As a teenager and throughout college, Jacob became involved in
numerous social justice projects. After college, he became involved
in efforts for immigrant rights in San Diego, as well as projects
promoting independent media. Jacob now lives in Brooklyn, NY and is
pursuing his PhD in philosophy at the New School for Social Research.
He teaches philosophy and is still active in many social justice
projects in New York, such as the Regeneracion Childcare collective
and Jews Against the Occupation. This is the first nonviolent action
Jacob has taken related to Tibet, but has been aware of the situation in Tibet.

As a Jew whose grandparents survived the Holocaust, Jacob feels an
obligation to support the struggles of all peoples oppressed for
their racial, ethnic or national identities, from Palestine to
Chiapas to Tibet. The movement for a Free Tibet is part of a larger
struggle for freedom from occupation, and hence Jacob considers it
part of his struggle as well.

Liza Smith, 31, was born in Boulder, Colorado and grew up in the
Shambhala community -- with students of Trungpa Rinpoche – and was
raised practicing Tibetan Buddhism. She currently lives in Oakland,
CA where she works for the Fellowship of Reconciliation Colombia
Program. Liza has been active in human rights for Colombia for the
last 10 years. She has organized against US military aid to Colombia,
lead delegations of Americans to Colombia to accompany threatened
human rights leaders, and lived in Colombia.

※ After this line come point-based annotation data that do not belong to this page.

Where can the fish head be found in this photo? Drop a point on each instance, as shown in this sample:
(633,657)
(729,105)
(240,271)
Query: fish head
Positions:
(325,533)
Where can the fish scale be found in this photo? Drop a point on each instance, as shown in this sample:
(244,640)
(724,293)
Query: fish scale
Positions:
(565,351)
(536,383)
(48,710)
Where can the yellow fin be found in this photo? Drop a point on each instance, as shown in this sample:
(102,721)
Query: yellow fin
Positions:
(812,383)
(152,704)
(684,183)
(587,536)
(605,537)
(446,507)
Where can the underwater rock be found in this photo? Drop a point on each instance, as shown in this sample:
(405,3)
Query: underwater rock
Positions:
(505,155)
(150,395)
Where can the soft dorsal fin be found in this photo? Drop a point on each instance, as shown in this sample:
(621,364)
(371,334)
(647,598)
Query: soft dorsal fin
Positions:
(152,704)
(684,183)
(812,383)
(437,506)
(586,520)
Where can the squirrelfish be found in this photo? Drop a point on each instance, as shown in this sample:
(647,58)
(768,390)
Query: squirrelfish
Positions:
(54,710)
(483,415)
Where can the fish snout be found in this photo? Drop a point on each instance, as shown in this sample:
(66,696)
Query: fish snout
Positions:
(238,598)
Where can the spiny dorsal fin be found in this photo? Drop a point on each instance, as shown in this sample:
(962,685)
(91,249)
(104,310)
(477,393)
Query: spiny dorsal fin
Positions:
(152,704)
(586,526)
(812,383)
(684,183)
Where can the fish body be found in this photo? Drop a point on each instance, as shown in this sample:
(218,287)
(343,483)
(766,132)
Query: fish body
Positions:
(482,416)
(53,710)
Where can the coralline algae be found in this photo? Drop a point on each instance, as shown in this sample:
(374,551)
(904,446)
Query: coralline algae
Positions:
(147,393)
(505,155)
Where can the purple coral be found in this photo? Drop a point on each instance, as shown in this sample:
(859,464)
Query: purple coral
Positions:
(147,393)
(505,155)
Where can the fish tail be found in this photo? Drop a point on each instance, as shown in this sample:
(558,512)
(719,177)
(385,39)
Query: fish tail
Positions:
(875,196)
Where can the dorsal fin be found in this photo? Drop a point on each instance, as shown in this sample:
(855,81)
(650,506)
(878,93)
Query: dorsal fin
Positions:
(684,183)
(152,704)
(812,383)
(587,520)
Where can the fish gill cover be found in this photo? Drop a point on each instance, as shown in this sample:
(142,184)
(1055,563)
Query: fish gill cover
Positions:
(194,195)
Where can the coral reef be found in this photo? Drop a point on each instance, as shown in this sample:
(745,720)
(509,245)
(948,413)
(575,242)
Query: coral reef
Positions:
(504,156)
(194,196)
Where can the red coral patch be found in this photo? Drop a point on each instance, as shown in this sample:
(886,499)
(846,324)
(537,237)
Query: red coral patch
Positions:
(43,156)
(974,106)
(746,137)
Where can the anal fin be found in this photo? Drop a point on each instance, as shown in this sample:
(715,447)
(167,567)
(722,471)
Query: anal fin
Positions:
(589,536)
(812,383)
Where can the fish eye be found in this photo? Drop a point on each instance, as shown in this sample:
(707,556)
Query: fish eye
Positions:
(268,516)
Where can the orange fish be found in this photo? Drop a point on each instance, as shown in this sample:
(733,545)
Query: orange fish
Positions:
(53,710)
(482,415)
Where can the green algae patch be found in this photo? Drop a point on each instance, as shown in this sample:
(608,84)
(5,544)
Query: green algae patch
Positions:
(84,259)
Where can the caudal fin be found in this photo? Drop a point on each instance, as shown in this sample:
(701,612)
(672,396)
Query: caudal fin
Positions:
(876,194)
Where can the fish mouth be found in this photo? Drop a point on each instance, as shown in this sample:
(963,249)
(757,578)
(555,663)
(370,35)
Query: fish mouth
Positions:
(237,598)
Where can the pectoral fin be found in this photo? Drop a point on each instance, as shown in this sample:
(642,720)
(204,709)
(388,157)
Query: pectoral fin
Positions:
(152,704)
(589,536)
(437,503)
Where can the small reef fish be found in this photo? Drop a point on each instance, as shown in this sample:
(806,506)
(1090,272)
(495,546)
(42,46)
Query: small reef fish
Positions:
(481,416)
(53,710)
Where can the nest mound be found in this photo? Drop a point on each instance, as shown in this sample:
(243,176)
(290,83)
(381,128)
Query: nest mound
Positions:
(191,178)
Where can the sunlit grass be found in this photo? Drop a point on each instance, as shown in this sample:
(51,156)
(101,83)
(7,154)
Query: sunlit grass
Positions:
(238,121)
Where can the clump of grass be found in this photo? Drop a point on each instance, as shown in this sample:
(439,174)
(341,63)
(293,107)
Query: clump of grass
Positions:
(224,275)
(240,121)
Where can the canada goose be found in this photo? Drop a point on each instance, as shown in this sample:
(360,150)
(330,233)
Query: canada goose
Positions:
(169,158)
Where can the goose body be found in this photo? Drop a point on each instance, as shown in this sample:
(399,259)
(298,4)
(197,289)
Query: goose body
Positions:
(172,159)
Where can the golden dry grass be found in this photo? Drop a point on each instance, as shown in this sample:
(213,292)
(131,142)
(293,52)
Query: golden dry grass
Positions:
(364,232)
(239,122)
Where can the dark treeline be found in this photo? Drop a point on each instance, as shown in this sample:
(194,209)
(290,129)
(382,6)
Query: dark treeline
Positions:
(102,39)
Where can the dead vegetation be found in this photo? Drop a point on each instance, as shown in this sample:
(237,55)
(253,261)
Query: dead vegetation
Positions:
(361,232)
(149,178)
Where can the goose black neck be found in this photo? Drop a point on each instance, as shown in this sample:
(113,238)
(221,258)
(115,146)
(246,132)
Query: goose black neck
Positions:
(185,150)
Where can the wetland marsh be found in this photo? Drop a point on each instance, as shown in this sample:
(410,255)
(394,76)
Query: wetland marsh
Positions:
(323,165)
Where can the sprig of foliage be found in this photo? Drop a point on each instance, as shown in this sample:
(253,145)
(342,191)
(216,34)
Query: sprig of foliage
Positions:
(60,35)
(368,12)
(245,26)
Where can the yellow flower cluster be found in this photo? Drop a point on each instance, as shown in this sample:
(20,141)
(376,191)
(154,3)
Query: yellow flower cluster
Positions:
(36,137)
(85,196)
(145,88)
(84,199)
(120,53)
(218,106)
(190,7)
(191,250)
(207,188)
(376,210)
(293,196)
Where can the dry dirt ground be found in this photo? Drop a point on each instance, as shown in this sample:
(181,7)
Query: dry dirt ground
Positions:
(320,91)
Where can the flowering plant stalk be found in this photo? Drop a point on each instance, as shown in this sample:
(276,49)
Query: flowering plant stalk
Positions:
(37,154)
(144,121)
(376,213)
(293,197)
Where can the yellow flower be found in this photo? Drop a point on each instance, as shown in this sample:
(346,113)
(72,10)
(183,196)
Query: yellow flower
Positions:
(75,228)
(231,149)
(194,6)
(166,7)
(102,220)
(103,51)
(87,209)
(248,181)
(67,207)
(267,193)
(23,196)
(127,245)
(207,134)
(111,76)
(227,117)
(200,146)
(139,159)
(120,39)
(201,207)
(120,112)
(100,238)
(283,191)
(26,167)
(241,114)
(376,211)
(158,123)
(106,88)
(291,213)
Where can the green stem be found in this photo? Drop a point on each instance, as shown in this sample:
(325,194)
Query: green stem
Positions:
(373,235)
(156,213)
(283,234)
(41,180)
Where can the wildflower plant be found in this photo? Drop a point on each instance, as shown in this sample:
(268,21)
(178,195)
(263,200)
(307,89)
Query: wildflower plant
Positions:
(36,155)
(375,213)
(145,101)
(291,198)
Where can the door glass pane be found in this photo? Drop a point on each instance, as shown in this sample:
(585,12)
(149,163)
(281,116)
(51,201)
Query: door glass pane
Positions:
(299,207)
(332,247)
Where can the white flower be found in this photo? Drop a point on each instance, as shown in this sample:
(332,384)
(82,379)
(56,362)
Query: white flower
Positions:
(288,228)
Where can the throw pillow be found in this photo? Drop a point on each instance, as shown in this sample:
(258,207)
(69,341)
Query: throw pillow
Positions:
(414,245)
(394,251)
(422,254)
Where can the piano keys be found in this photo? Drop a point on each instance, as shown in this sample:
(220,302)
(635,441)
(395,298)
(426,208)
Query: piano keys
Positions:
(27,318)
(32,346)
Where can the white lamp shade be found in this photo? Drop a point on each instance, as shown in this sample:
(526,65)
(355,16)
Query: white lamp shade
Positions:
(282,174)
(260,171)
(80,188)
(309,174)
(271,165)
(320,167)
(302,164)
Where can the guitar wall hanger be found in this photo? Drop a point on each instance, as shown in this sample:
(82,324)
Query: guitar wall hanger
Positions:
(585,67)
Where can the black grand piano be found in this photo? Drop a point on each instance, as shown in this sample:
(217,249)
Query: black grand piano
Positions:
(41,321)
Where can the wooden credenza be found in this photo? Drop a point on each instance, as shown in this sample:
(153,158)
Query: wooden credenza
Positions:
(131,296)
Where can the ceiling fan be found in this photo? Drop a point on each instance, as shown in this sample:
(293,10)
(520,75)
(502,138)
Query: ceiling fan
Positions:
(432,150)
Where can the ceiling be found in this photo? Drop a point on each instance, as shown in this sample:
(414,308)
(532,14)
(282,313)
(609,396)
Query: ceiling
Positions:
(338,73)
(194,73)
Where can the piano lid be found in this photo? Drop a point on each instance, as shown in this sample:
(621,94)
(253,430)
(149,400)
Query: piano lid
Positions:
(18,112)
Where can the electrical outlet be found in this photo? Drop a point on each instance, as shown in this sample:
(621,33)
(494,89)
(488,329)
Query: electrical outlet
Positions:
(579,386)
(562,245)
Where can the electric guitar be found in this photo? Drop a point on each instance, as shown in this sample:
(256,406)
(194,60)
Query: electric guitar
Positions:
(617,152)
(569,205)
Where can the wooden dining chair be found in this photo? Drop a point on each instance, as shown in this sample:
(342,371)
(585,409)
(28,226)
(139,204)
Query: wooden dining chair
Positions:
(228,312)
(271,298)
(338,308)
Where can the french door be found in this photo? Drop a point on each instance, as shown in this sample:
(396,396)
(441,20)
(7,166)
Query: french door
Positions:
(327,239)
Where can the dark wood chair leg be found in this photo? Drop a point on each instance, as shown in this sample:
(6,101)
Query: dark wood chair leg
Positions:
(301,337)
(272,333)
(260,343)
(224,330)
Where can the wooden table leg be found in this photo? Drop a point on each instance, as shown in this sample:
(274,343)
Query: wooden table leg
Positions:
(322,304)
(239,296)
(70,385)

Liza has benefitted greatly from the teachings of the Tibetan
Buddhist tradition and has taken action in China because she believes
in the global struggle for human rights and that all struggles to
live in peace, whether in the US, Colombia or Tibet, are deeply interconnected.

Samantha Corbin, 24, was born and raised in the Bronx, NY and
currently lives in Brooklyn, NY. She has worked as an environmental
and social justice activist and organizer in New York and Washington
DC for many years. Some of the campaigns she has been involved with
include advocating for the right of Appalachian residents who are
fighting the multi-national banks funding mountaintop removal coal mining.

Sam has worked with SFT as a volunteer and organizer and has also
served as a climb trainer at an SFT Free Tibet! Action Camp. Sam
traveled to China this summer to speak out in solidarity with
Tibetans inside Tibet and feels it is her responsibility as a person
who values justice to speak out at this critical time.